Pemerintah Kurang Menyokong Bank Syariah

Meski telah mengikuti aturan Islam dan memiliki pangsa luas, namun perkembangan bank syariah relatif lambat. Bahkan, perkembangan pasar (market share) bisa dikatakan stagnan. Hingga saat ini market share perbankan syariah masih berkutat pada kisaran angka 3 persen dibanding perbankan konvensional.

”Sebenarnya pertumbuhan Bank Syariah sudah cukup baik. Selain faktor terkait sumber daya manusia (SDM) di dalamnya. kurangnya sokongan pemerintah membuat bank Syariah sulit melaju,” kata Ketua Asosiasi Bank Syariah Indonesia (Asbisindo) Jatim, Ersyam Fansuri, di Surabaya, Senin (10/5).

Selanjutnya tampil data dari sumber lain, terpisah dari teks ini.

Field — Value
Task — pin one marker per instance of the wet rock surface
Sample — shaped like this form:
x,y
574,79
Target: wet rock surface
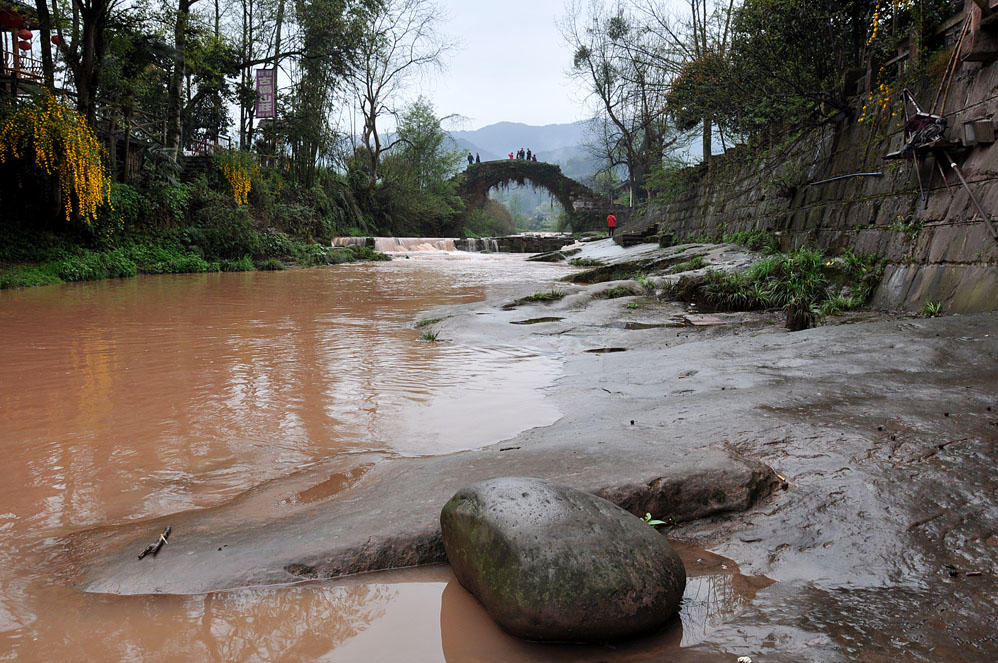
x,y
883,547
550,562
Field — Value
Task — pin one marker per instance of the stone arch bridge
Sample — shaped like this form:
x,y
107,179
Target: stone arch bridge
x,y
579,201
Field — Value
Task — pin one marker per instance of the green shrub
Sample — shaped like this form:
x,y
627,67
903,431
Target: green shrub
x,y
552,296
272,265
244,264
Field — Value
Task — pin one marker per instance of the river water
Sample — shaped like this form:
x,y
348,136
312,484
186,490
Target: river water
x,y
125,400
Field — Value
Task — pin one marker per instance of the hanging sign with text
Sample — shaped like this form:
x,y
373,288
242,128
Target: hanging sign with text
x,y
266,91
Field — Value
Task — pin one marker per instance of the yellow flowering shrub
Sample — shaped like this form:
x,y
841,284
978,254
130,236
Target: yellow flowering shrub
x,y
239,168
54,139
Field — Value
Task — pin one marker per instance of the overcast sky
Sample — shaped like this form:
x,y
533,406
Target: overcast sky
x,y
510,65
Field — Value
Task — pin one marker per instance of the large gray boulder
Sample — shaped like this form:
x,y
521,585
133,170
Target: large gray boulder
x,y
551,562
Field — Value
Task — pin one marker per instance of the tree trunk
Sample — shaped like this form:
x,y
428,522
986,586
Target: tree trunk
x,y
707,142
45,28
175,92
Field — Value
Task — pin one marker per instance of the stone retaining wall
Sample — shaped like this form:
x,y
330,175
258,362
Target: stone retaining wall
x,y
940,250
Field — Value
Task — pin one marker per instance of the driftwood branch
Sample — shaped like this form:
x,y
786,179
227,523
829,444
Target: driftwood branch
x,y
153,548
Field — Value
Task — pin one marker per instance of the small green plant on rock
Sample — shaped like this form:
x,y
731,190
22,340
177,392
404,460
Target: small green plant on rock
x,y
552,296
697,262
671,521
907,225
648,520
585,262
614,293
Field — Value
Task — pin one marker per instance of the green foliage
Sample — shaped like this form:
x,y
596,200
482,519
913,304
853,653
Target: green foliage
x,y
272,265
492,220
671,179
648,520
585,262
244,264
616,292
910,226
552,296
803,282
415,195
791,62
697,262
757,240
931,309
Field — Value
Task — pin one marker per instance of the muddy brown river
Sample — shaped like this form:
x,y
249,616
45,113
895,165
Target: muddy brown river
x,y
126,400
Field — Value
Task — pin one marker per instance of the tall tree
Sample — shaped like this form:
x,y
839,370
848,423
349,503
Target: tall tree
x,y
175,91
399,42
694,40
82,42
611,59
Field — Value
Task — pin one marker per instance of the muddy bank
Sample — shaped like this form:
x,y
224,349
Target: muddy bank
x,y
882,428
365,513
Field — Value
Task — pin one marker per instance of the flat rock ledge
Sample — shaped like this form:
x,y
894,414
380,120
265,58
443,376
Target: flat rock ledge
x,y
550,562
390,517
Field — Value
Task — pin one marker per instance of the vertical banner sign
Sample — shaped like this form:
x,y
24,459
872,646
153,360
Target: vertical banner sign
x,y
266,90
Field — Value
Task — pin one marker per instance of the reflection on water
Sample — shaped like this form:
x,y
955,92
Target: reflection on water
x,y
141,397
129,399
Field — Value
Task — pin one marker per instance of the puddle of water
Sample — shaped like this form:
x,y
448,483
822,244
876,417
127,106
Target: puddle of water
x,y
636,325
334,484
403,616
535,321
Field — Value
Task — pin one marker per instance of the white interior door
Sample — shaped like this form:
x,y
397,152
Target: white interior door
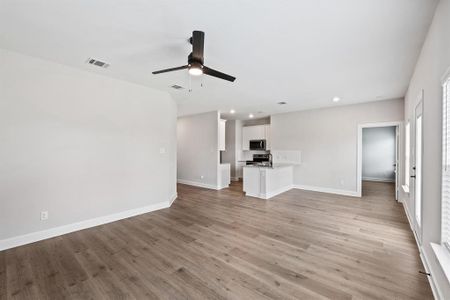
x,y
416,172
396,163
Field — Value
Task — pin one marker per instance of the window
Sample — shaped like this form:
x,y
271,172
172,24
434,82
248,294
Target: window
x,y
445,163
407,150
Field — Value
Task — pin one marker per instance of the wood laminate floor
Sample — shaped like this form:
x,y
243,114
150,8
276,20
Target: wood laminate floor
x,y
222,245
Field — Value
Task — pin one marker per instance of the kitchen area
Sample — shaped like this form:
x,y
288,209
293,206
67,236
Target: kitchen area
x,y
264,173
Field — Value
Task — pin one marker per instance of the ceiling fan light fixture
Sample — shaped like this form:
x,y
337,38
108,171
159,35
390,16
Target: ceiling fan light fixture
x,y
195,69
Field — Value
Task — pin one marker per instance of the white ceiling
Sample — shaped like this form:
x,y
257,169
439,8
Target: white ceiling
x,y
303,52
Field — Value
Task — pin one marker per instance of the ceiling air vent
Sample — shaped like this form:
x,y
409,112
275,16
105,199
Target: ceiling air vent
x,y
97,63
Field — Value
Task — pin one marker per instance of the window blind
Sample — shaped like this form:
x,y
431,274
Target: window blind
x,y
445,164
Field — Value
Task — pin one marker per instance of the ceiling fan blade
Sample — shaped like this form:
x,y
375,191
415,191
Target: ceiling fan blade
x,y
214,73
171,69
198,43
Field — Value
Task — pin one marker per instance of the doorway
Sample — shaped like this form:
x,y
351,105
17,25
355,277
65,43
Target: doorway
x,y
379,156
415,189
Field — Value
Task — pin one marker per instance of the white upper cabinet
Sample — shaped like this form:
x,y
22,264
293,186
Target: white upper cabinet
x,y
222,134
258,132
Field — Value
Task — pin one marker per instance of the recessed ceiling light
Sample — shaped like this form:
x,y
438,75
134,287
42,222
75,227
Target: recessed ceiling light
x,y
336,99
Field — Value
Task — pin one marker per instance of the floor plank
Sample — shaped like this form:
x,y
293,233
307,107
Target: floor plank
x,y
224,245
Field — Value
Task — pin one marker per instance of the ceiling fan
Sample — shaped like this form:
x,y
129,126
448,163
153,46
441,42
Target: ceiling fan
x,y
196,60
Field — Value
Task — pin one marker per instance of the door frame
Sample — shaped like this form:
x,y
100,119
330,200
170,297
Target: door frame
x,y
417,228
399,153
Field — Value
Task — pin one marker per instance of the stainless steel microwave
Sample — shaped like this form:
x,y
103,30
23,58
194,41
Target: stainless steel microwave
x,y
257,145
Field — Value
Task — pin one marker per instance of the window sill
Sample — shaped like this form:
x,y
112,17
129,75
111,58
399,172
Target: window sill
x,y
443,256
405,188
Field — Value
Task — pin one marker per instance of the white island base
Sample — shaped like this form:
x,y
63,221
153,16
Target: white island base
x,y
265,183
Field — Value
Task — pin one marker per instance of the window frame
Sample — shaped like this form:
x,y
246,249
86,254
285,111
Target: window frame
x,y
445,234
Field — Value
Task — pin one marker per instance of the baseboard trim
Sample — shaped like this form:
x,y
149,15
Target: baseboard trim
x,y
65,229
434,287
377,179
198,184
326,190
174,197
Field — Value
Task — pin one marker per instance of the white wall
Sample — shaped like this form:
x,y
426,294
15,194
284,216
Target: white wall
x,y
198,151
79,145
327,139
431,66
229,155
378,151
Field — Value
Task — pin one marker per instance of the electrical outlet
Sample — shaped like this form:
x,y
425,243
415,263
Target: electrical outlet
x,y
44,215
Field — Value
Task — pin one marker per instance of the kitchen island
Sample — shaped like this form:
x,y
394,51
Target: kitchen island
x,y
266,182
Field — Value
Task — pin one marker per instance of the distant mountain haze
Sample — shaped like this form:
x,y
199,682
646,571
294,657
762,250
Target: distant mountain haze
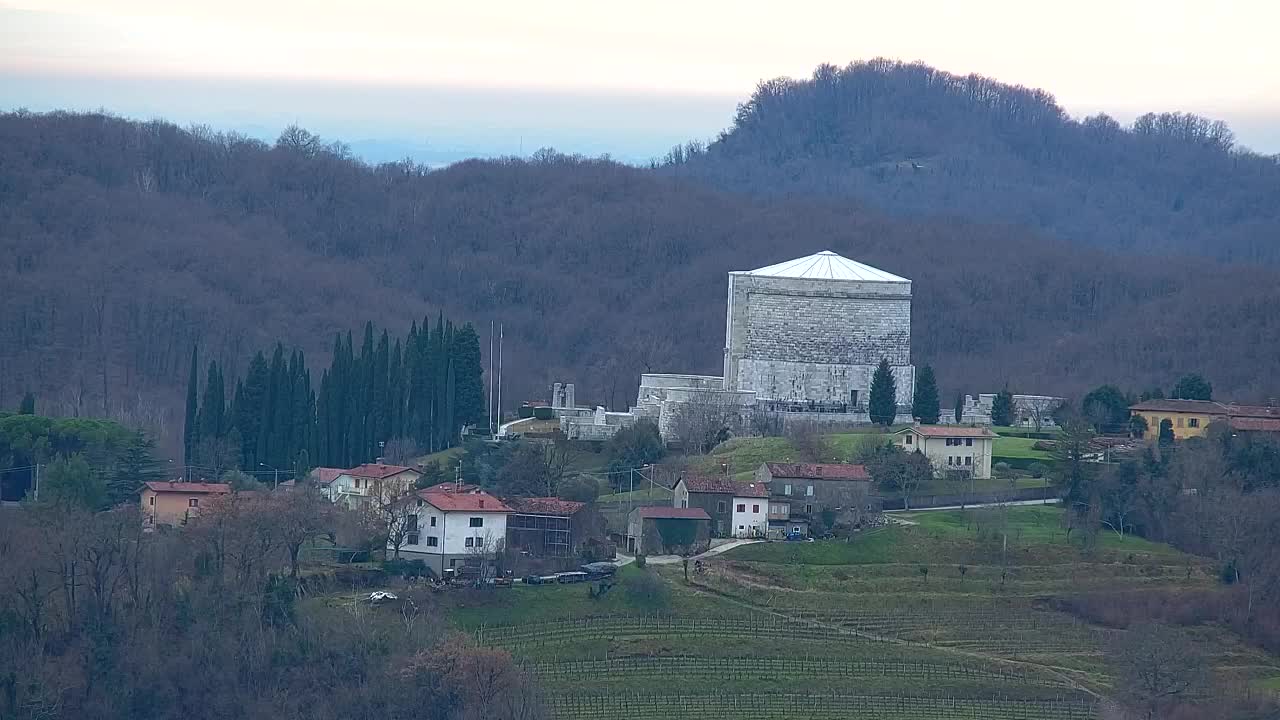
x,y
1048,254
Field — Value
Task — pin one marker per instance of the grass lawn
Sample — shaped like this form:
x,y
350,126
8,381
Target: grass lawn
x,y
1019,447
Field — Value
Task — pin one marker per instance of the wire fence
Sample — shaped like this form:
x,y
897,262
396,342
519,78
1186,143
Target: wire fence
x,y
814,706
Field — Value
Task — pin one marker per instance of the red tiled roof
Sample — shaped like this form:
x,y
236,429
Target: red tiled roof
x,y
949,431
211,488
325,475
544,506
478,501
818,470
725,486
452,487
376,470
662,511
1256,424
1206,406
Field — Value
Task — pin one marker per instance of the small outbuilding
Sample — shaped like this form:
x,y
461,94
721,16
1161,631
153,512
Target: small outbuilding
x,y
668,531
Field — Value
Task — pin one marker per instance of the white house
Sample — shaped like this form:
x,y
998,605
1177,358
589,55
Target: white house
x,y
951,449
371,483
736,509
453,528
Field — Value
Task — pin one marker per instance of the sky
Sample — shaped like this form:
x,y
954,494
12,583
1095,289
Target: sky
x,y
446,80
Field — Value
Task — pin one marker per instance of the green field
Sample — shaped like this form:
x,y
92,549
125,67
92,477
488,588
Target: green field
x,y
946,616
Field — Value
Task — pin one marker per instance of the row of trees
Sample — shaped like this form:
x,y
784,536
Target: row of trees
x,y
101,620
415,393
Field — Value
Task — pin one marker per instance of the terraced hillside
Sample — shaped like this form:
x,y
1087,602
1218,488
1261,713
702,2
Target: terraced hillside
x,y
935,619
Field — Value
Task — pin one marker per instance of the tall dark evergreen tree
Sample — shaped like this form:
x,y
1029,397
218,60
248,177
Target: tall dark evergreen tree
x,y
882,404
1002,409
191,425
469,377
924,404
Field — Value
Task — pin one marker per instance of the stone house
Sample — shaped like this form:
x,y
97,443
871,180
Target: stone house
x,y
173,504
810,488
951,449
735,509
668,531
453,528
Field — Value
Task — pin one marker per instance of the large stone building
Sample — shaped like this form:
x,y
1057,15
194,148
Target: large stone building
x,y
813,331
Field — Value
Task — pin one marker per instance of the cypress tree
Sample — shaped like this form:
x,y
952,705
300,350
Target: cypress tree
x,y
213,410
883,395
191,428
924,404
469,377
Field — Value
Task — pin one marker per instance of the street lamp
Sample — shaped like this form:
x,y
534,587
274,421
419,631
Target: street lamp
x,y
275,472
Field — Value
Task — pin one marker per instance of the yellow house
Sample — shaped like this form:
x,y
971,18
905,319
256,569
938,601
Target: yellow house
x,y
1189,418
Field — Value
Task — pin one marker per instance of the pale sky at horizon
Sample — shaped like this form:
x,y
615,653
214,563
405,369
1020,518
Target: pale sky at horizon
x,y
602,76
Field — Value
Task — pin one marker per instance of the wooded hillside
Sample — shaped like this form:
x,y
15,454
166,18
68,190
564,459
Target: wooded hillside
x,y
127,242
915,140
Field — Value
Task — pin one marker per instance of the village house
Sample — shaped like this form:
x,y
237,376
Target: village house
x,y
451,528
952,450
173,504
373,482
807,490
668,531
736,509
1191,418
549,527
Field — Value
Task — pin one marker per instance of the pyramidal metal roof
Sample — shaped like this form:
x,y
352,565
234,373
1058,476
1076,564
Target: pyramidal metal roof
x,y
824,265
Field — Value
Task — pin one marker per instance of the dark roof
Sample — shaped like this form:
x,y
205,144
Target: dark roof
x,y
544,506
1206,406
949,431
725,486
478,501
214,488
662,511
818,470
378,470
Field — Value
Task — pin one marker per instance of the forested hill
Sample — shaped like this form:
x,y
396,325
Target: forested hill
x,y
915,140
127,242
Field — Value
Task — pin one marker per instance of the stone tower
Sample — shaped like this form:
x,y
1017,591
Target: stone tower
x,y
816,328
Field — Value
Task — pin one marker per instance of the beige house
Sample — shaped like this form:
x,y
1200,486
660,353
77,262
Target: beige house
x,y
173,504
374,482
951,449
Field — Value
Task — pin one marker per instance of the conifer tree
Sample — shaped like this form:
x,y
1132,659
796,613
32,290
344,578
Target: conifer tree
x,y
924,404
191,428
882,405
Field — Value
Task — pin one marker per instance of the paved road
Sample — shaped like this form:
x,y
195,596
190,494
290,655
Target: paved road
x,y
1048,501
676,559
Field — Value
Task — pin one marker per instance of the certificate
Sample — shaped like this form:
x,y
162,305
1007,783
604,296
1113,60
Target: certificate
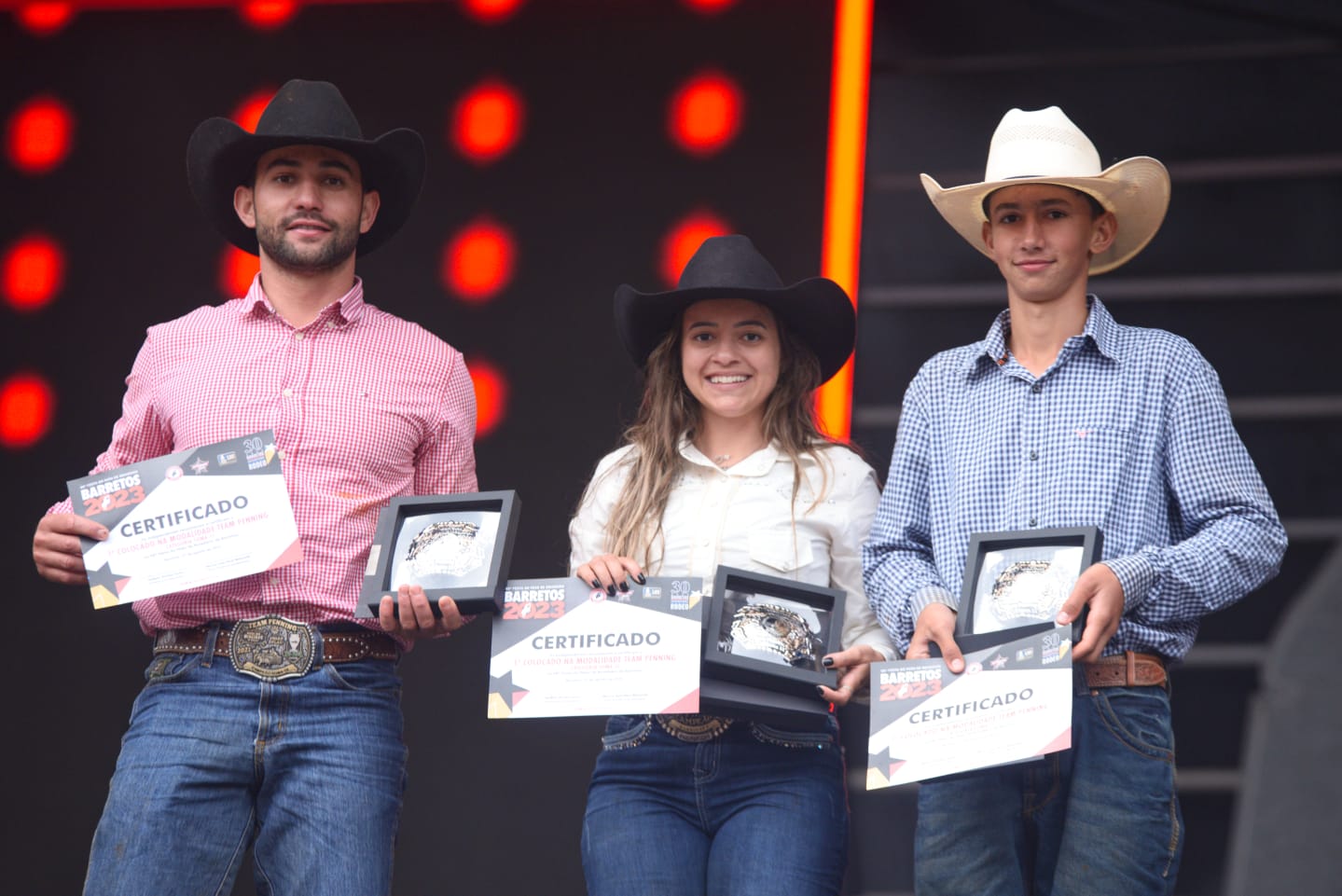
x,y
1014,702
187,519
562,648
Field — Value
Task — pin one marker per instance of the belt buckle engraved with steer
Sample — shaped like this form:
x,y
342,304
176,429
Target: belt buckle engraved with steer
x,y
271,648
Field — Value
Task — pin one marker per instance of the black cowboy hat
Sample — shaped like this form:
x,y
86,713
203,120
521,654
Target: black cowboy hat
x,y
220,156
729,268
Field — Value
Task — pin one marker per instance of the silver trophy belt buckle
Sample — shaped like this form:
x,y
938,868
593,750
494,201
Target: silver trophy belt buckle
x,y
271,648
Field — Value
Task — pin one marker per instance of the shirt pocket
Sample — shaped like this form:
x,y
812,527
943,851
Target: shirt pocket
x,y
1091,470
780,551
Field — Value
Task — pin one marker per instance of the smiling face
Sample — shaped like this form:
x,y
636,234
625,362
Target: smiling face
x,y
729,357
308,207
1042,238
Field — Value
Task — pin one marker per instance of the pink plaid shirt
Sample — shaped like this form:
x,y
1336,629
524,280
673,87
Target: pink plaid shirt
x,y
364,406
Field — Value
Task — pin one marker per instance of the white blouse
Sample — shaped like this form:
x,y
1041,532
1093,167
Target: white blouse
x,y
743,517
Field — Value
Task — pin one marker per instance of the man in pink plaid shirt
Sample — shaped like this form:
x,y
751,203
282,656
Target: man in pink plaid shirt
x,y
305,769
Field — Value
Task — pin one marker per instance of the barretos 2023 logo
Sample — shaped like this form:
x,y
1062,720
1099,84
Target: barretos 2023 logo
x,y
124,489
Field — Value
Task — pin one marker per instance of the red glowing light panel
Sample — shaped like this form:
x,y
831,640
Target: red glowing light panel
x,y
491,11
31,272
491,393
709,7
684,241
46,16
266,15
705,113
39,134
478,262
488,121
247,113
27,406
236,271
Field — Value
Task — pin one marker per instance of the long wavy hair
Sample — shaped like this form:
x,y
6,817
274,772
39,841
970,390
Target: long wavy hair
x,y
669,410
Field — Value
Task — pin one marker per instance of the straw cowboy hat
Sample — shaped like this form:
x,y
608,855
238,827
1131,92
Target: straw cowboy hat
x,y
222,156
729,268
1045,146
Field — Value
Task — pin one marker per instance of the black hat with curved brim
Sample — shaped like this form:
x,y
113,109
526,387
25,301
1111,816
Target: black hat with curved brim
x,y
220,156
729,268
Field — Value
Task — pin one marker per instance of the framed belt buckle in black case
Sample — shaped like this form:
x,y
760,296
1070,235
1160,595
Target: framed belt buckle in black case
x,y
459,546
765,638
1015,583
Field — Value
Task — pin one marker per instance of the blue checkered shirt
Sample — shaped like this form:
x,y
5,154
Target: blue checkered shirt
x,y
1127,431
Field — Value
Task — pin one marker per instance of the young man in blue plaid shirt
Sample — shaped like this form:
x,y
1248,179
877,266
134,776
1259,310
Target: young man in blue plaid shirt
x,y
1060,418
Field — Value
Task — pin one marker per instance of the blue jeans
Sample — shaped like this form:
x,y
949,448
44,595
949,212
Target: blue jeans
x,y
1098,819
754,812
309,771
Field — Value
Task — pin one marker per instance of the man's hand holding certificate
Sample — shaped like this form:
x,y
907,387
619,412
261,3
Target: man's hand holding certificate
x,y
187,519
1012,702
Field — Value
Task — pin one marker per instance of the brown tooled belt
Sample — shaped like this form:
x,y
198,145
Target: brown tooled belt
x,y
272,647
1125,669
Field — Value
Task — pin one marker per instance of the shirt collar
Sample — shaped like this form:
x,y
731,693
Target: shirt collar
x,y
1100,330
346,309
755,464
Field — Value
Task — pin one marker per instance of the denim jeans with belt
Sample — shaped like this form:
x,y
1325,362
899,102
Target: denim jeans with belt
x,y
309,771
1098,819
753,812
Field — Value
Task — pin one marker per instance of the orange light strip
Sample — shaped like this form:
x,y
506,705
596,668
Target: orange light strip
x,y
849,85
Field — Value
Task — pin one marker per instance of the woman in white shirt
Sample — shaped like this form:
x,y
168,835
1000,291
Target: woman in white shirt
x,y
725,465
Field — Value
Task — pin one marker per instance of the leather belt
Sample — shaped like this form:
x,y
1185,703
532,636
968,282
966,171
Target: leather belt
x,y
1125,669
274,648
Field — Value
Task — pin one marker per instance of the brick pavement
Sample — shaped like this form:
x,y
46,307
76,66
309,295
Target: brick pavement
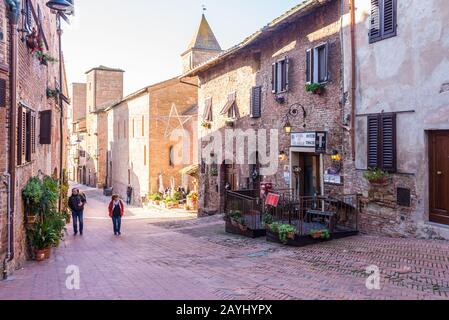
x,y
196,259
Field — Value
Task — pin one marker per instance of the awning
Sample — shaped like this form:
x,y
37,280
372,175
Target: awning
x,y
192,170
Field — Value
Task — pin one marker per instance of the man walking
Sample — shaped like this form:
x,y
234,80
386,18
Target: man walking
x,y
77,201
129,193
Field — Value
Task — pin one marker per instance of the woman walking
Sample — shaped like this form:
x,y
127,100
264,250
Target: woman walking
x,y
116,211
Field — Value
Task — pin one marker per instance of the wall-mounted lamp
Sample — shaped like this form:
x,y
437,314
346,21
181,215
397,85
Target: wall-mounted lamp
x,y
282,156
335,156
293,112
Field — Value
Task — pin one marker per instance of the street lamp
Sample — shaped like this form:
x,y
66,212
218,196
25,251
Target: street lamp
x,y
62,8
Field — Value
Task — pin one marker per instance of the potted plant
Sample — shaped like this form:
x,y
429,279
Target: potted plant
x,y
242,224
267,219
286,232
320,234
376,176
52,93
42,237
32,195
44,58
315,88
214,172
230,122
206,124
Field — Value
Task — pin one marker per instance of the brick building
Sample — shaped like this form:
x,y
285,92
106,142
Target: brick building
x,y
153,132
398,70
257,88
150,137
104,87
29,116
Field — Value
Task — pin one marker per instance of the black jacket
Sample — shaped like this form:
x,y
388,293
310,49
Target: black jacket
x,y
74,202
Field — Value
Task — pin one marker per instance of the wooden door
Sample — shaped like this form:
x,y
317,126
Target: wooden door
x,y
230,174
439,176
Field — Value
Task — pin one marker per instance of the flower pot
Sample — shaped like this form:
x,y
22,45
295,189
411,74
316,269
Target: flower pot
x,y
316,235
40,255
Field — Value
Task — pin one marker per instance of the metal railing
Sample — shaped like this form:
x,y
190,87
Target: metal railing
x,y
248,206
306,214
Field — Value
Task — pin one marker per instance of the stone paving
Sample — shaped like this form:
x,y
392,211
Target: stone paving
x,y
186,258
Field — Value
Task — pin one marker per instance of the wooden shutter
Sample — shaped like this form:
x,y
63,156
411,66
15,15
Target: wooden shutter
x,y
2,93
373,141
274,75
256,102
33,132
388,135
388,18
375,22
21,136
286,74
309,66
326,61
45,127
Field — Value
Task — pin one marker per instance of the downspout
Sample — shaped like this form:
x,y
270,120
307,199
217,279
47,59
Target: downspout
x,y
14,15
353,78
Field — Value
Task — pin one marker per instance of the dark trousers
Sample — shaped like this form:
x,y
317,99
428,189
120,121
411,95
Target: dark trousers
x,y
77,217
117,223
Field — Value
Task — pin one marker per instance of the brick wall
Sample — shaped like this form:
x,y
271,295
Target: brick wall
x,y
33,79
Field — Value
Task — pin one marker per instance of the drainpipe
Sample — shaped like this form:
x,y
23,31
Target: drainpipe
x,y
14,15
10,252
353,77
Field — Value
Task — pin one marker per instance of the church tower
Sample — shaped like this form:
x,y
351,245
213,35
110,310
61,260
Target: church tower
x,y
204,46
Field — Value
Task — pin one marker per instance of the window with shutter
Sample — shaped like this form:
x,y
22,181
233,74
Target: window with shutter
x,y
317,64
256,102
383,20
2,93
45,127
33,132
207,116
309,66
382,142
280,76
388,125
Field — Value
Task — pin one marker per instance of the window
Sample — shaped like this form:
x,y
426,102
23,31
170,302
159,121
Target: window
x,y
27,16
207,116
26,136
382,142
45,127
317,64
256,102
383,20
171,156
279,76
229,108
133,128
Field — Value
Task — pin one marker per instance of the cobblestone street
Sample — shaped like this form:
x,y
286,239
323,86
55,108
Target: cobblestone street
x,y
185,258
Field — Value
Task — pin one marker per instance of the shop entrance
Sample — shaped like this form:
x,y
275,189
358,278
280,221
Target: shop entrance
x,y
306,174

Menurutnya, regulasi untuk membantu percepatan pengembangan bank-bank syariah harus lebih diperjelas untuk bisa mencapai kesesuaian antara jumlah umat Muslim di Indonesia dengan perkembangan perbankan syariah. Selain campur tangan pemerintah, Ersyam menilai, SDM yang kini berkecimpung di dunia perbankan syariah belum memahami secara mendalam apa yang diinginkan dan diperlukan perbankan syariah untuk maju.

”Kebanyakan SDM di bank-bank syariah adalah jebolan bank-bank konvensional yang pikiran dan hatinya masih terpengaruh dengan bank konvensional, bukan ilmu fikih maupun muamalah yang menjadi dasar perbankan syariah,” ungkapnya.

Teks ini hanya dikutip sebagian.